Ich hab jetzt mal versucht eine ganz simple Bib zu erstellen, doch da gibt es schon probleme.

Beim kompilieren erscheint der Fehler "Unbekannter Typ: 'TEST_FB' ".


 Ich bin wie folgt vorgegangen:
- Neues Projekt -> Kategorie: Bibliotheken -> CODESYS Bibliothek.

- Im neue erstellten Projekt im Reiter POUs -> Function Blocks  Ein simplen FB erstellt.  

- Projekt info noch mit nem Namen versehen und dann auf "Projekt speichern und in Bib.repository installieren".


Jetzt habe ich um zu testen ein neues normales Projekt erstellt. 
- über Bibliotheksverwalter -> Bibliothek hinzufügen -> über suchfeld Bib finden und einbinden.

- Jetzt ist in der Bib.liste ein neues Element erschienen mit dem namen "PlaceholderTemplate = TESTlib, 3.5.9.30"

- Ich erstelle mir jetzt im PLC_PRG in FUP ein neuen Baustein TEST_FB. Die Variablendeklaration öffnet sich wie es sein soll und eine Instanz mit dem Namen TEST_FB_0 wird erstellt. Der Baustein hat auch alle richtigen ein und ausgänge, es wird also auf die Bibliothek zugregriffen.

-Beim kompilieren erscheint nun der Fehler "Unbekannter Typ: 'TEST_FB' ".

Die Variable wurde meines erachtens richtig deklariert:
VAR
    TEST_FB_0: TEST_FB;
END_VAR

Könnt ihr mir sagen was ich da falsch mache? 

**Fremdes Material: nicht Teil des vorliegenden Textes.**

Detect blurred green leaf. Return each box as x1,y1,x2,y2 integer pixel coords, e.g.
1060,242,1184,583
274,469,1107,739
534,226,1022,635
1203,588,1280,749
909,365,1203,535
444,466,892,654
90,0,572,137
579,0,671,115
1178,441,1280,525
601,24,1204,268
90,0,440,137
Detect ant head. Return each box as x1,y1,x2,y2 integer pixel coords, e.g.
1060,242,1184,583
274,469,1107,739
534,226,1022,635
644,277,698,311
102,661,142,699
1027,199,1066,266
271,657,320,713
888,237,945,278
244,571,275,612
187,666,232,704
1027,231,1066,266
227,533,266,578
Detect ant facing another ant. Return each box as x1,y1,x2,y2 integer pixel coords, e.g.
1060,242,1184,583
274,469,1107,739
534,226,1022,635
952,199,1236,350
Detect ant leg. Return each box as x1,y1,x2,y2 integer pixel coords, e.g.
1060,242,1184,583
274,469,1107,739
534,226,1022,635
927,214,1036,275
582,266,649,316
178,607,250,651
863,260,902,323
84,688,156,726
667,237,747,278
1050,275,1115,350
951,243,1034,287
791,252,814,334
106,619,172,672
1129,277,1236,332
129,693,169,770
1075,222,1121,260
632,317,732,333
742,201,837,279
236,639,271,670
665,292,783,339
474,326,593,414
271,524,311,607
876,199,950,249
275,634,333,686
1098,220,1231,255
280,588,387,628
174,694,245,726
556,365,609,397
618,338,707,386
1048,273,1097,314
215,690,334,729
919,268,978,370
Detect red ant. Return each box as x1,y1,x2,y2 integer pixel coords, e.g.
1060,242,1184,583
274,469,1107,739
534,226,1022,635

Vielen Dank und mit besten Grüßen
Perma


----------



## -J-E- (14 Februar 2017)

Du musst bei der Deklaration den Bibliotheksnamesraum voranstellen

z.B. Bibliotheksnamensraum.TEST_FB

dann sollte dein Problem weg sein


----------



## Perma (16 Februar 2017)

Super, dass hat funktioniert.

Vielen lieben Dank!


----------